OpenAI releases ChatGPT’s Advanced voice model

OpenAI’s latest release, ChatGPT’s Advanced Voice Mode, is starting to roll out to a small group of ChatGPT Plus users and to be rolled out to all ChatGPT Plus users by September.

The excitement around GPT-4o’s voice capabilities began in May when OpenAI demonstrated its uncanny, human-like responses. While there were some bumps in the road—like the controversy over its similarity to Scarlett Johansson's voice—the anticipation has only grown with the Alpha version.

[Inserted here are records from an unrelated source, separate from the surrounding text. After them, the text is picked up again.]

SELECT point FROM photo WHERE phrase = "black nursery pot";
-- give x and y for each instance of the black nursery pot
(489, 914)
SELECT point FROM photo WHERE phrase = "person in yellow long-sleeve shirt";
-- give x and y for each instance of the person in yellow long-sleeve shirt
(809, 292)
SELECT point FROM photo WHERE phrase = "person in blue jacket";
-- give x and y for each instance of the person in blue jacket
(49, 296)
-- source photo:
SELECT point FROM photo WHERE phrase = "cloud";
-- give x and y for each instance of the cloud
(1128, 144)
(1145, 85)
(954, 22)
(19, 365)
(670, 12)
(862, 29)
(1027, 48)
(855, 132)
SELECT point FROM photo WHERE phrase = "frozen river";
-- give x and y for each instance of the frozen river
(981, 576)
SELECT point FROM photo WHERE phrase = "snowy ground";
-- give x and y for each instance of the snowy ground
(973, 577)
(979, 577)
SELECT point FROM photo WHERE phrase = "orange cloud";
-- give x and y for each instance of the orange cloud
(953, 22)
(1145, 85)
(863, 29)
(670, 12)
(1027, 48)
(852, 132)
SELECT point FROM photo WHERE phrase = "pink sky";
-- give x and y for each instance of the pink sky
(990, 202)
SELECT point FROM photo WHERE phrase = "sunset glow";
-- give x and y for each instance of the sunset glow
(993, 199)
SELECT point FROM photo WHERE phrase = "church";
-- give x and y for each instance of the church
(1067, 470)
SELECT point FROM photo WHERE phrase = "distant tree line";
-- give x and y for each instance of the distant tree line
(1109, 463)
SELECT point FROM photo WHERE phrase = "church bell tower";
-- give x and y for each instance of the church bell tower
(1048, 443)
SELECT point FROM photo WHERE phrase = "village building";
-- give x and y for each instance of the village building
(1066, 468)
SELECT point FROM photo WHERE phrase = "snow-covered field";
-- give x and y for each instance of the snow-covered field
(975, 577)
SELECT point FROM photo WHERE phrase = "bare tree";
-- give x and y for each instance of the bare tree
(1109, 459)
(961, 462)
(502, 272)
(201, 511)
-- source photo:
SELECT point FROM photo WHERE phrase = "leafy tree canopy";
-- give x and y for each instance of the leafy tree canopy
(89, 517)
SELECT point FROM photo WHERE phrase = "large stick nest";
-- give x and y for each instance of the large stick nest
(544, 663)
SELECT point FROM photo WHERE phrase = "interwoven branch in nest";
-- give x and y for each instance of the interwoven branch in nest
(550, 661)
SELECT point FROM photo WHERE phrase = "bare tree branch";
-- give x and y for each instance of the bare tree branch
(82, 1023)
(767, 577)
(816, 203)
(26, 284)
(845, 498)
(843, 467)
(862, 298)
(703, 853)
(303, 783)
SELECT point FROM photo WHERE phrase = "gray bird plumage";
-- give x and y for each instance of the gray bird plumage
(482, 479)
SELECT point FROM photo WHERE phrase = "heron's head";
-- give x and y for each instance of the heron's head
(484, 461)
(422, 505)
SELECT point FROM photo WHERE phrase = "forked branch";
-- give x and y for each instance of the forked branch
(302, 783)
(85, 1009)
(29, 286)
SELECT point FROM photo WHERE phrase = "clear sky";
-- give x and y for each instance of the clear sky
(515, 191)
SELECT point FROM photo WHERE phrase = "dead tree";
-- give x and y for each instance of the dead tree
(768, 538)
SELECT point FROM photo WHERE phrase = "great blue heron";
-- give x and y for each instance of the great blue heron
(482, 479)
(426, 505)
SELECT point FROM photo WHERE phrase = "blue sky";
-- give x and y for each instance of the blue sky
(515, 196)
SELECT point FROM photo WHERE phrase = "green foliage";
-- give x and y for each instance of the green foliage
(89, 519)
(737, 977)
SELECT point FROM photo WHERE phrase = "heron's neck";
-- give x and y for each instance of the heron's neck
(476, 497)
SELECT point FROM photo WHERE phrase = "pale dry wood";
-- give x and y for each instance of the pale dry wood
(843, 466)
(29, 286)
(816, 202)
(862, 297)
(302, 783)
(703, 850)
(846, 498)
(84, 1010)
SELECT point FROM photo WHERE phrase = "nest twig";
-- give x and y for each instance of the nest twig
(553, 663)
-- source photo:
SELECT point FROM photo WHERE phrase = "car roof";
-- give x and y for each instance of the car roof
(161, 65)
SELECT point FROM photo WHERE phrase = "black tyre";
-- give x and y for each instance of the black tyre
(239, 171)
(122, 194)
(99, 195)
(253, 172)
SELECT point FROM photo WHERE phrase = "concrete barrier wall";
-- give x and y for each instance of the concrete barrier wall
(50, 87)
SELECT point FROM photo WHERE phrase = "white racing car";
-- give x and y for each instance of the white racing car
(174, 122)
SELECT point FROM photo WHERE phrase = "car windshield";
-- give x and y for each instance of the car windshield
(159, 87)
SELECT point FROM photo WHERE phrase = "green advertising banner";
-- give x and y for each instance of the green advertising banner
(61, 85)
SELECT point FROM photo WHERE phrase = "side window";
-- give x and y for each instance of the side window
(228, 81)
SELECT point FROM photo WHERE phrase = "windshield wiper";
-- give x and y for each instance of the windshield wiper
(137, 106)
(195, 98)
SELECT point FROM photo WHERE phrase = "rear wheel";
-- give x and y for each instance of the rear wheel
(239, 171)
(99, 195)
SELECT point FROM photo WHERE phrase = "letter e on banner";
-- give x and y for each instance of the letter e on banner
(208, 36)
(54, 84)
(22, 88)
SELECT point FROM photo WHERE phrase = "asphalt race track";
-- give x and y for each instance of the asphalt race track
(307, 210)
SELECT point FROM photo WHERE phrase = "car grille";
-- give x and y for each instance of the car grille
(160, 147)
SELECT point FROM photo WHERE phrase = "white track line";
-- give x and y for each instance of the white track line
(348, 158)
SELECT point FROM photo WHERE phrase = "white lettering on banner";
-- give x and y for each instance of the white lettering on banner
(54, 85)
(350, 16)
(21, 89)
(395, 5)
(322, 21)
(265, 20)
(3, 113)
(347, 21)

Unlike the previous version that used three separate models for speech-to-text, processing, and text-to-speech, GPT-4o is a multimodal powerhouse and can handle all these tasks simultaneously, reducing latency and creating smoother, more natural conversations. It can even sense emotional intonations, making it responsive to feelings of excitement or sadness.

This feature offers more natural, real-time conversations, allowing you to interrupt anytime, and the AI can sense and respond to your emotions accordingly.

The alpha release is limited to four preset voices; Juniper, Breeze, Cove, and Embe, with more to be released.

With ongoing testing by over 100 external red teamers speaking 45 different languages, OpenAI is taking steps to ensure the model’s expansion and safety.

Looking forward, OpenAI aims to expand these capabilities further, though the timeline for features like video and screen sharing remains uncertain.